- Born: January 17, 1901
- Died: November 28, 1947 (aged 46)
- Other name: Jack "Tiny" Lipson
- Years active: 1927-1947

= Jack Lipson =

American actor (1901–1947)

Jack "Tiny" Lipson (January 17, 1901 – November 28, 1947) was an American film actor. He appeared in over 85 films between 1927 and 1948.

==Career==
Lipson played character parts, and was usually uncredited. Due to his rotund, towering figure, Lipson gained the nickname "Tiny" and was usually cast as the "fat guy" in films. He played the role of King Vultan the 1936 serial Flash Gordon.
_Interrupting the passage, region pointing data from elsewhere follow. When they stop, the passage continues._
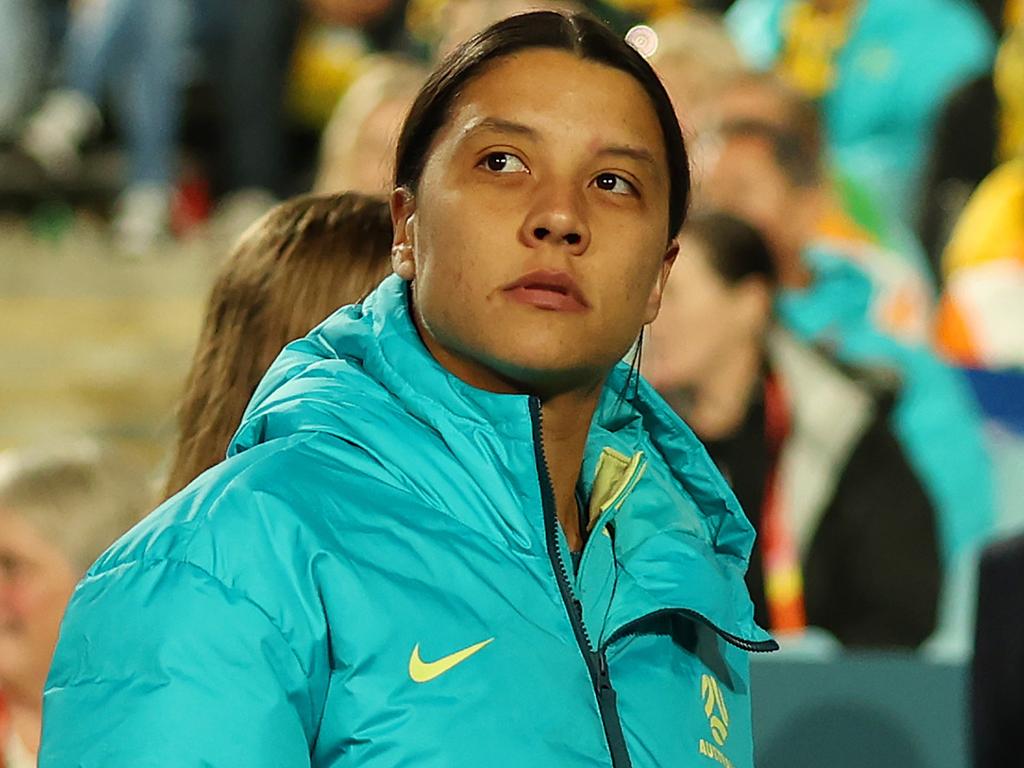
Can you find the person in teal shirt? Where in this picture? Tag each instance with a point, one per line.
(454, 527)
(880, 70)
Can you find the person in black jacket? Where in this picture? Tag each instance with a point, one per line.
(846, 535)
(997, 669)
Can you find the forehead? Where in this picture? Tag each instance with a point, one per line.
(551, 89)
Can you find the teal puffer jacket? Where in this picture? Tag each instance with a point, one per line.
(375, 578)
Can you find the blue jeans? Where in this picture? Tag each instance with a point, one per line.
(23, 59)
(135, 51)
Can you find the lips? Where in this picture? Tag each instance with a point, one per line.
(548, 290)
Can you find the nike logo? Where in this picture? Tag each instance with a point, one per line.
(424, 672)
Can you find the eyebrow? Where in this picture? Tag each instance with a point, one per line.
(508, 126)
(501, 126)
(633, 153)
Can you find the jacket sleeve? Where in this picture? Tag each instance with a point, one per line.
(163, 665)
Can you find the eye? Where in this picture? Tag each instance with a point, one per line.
(614, 183)
(503, 162)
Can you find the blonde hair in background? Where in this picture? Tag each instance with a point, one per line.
(695, 58)
(1008, 77)
(351, 161)
(79, 495)
(293, 267)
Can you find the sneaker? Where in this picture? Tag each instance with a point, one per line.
(142, 218)
(57, 131)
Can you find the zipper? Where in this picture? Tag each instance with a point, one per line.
(597, 665)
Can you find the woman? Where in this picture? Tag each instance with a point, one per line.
(846, 536)
(291, 269)
(357, 145)
(454, 529)
(59, 508)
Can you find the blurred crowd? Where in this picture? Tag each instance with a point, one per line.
(844, 327)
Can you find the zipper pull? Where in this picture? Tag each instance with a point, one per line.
(602, 671)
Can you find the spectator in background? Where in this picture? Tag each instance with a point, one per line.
(981, 125)
(758, 119)
(445, 24)
(981, 322)
(847, 536)
(771, 176)
(59, 509)
(291, 269)
(997, 663)
(694, 57)
(357, 145)
(880, 69)
(133, 49)
(24, 47)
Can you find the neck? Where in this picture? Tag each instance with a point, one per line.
(26, 721)
(720, 399)
(566, 425)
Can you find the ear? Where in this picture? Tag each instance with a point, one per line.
(402, 205)
(654, 299)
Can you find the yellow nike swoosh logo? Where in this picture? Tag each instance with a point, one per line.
(423, 672)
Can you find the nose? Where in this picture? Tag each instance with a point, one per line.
(556, 219)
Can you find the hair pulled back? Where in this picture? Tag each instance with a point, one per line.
(579, 34)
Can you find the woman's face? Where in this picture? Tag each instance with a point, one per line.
(702, 320)
(36, 583)
(539, 228)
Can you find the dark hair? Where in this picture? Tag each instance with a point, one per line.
(305, 258)
(579, 34)
(735, 249)
(794, 132)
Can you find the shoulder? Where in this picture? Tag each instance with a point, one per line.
(256, 520)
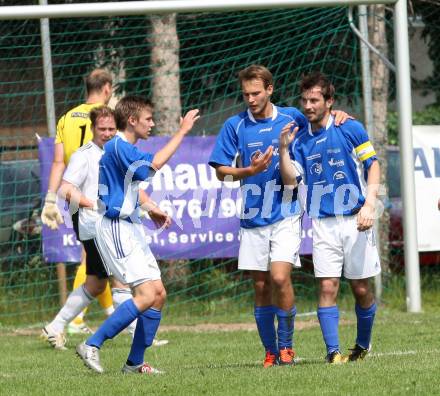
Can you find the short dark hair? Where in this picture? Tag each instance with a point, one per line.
(319, 79)
(256, 71)
(97, 79)
(100, 112)
(130, 106)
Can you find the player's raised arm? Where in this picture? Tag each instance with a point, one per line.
(366, 215)
(73, 195)
(288, 172)
(186, 124)
(51, 215)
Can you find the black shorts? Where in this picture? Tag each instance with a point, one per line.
(94, 264)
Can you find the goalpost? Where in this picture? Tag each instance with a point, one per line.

In 1941, he appeared in Never Give a Sucker an Even Break as a Turkish passenger aboard an airplane with W. C. Fields, whose mumbled remarks about the passenger's size prompt the retort, "You a big nose have it!" Two years later, Lipson portrayed a German sailor in the Three Stooges' short Back from the Front, in which he is knocked unconscious and collapses on top of a suffocating Larry Fine. Moe Howard comes to the rescue and quips, "Whoa, a German whale!".

==Death==
Lipson died of a heart attack on November 28, 1947, aged 46. He is interred at Hollywood Forever Cemetery in Hollywood, California.